The aforementioned embodiments are disclosed to illustrate the technical conceptions and features of the present invention, which are intended to let those skilled ones in the art be able to thoroughly appreciate the contents of the present invention and accordingly engage in implementations, rather than limiting the scope of the present invention thereto. Therefore, all effectively equivalent changes or modifications made based on the inventive spirit of the present invention as previously disclosed are still deemed as encompassed by the scope of the present invention.

Claims

1. A brush wheel typed nebulizer, particularly suitable for liquid of high viscosity, comprising:

a drive device, including a motor and a gear shifting mechanism, in which the gear shifting mechanism is disposed in front of the motor and configured with a buckling part;

a spiral pump, installed on the gear shifting mechanism of the drive device and comprising a body, an outer sleeve, in which the outer periphery of the body is installed with at least a helicoid member closely attached to an inner sleeve having a flow opening inside the outer sleeve, and in which an end of the body is configured with an axis, and an end of the axis is configured with a combination part corresponding to the buckling part of the gear shifting mechanism in the drive device;

a brush wheel, closely fixed in wrap to the exterior of the helicoid member of the spiral pump and the axis thereof, wherein the brush wheel has a U-shaped inner wall and an axial hole is configured at the center in order to correspond to the exterior of the helicoid member of the spiral pump and the axis thereof, and also multiple implant holes are configured on the brush wheel and brush hairs having at least a ditch are disposed in the implant holes, in which the brush hair and the helicoid member of the spiral pump are formed in a symmetric spiral line arrangement; and

a sleeve lid, installed on the exterior of the brush wheel, in which, at the center thereof, an axial hole corresponding to the axis of the body of the spiral pump is configured, a notch is configured on the sleeve lid in correspondence with the end of the brush hair in the brush wheel, and an inner bulge is installed at the lower part on one side of the notch, which can act conjunctively with the brush hair end and have multiple guide grooves.

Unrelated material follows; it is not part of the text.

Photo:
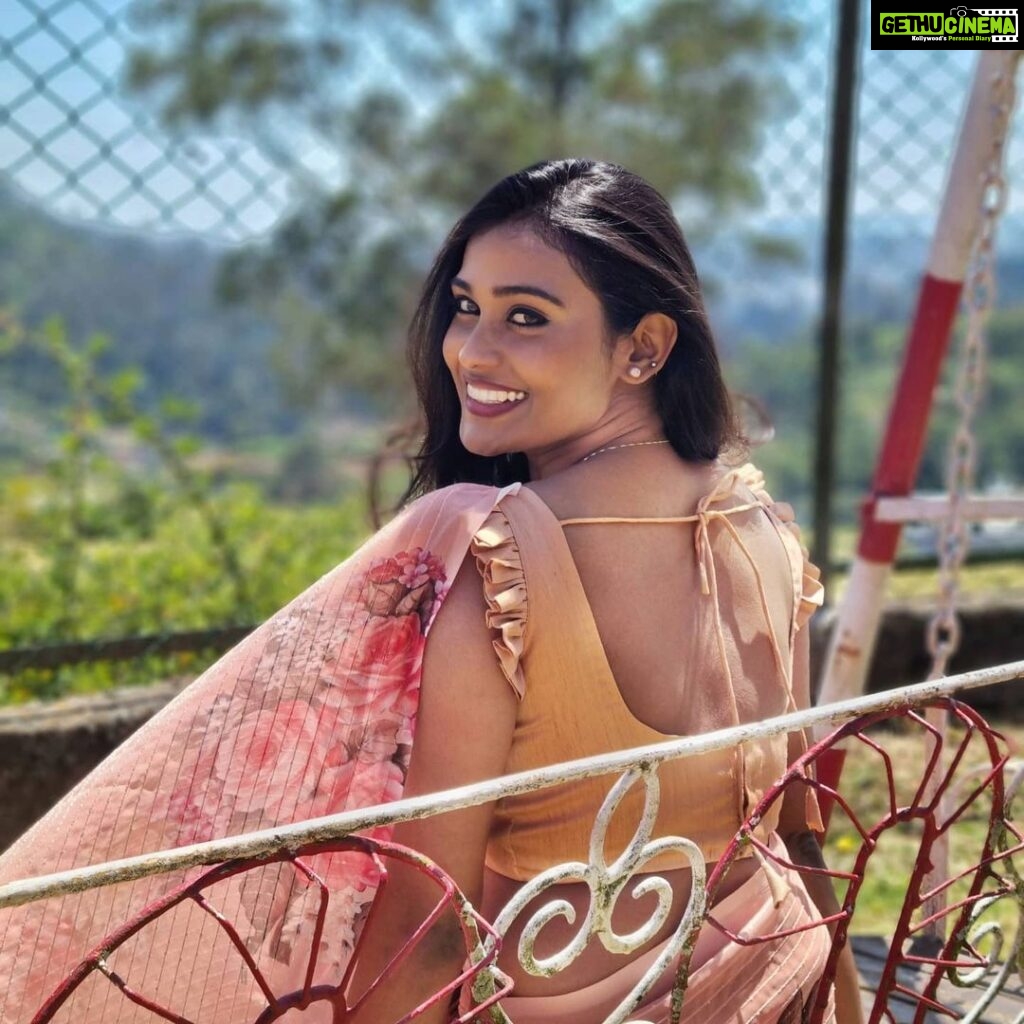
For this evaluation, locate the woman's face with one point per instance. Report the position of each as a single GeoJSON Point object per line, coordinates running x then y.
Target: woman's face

2. The brush wheel typed nebulizer according to claim 1, wherein the brush hair end of the brush wheel is configured with a conical head.

3. The brush wheel typed nebulizer according to claim 1, wherein the gear shifting mechanism consists of multiple mutually engaged worms, worm gears or spur gears.

4. The brush wheel typed nebulizer according to claim 1, wherein the buckling part in the gear shifting mechanism of the drive device is a star-shaped gear groove.

5. The brush wheel typed nebulizer according to claim 2, wherein the buckling part in the gear shifting mechanism of the drive device is a star-shaped gear groove.

6. The brush wheel typed nebulizer according to claim 1, wherein the combination part of the spiral pump is in a star-shaped gear profile.

7. The brush wheel typed nebulizer according to claim 2, wherein the combination part of the spiral pump is in a star-shaped gear profile.

8. The brush wheel typed nebulizer according to claim 1, wherein the brush hair of the brush wheel is elastic.

9. The brush wheel typed nebulizer according to claim 2, wherein the brush hair of the brush wheel is elastic.

10. The brush wheel typed nebulizer according to claim 1, wherein the guide groove of the inner bulge in the sleeve lid is a triangular guide groove.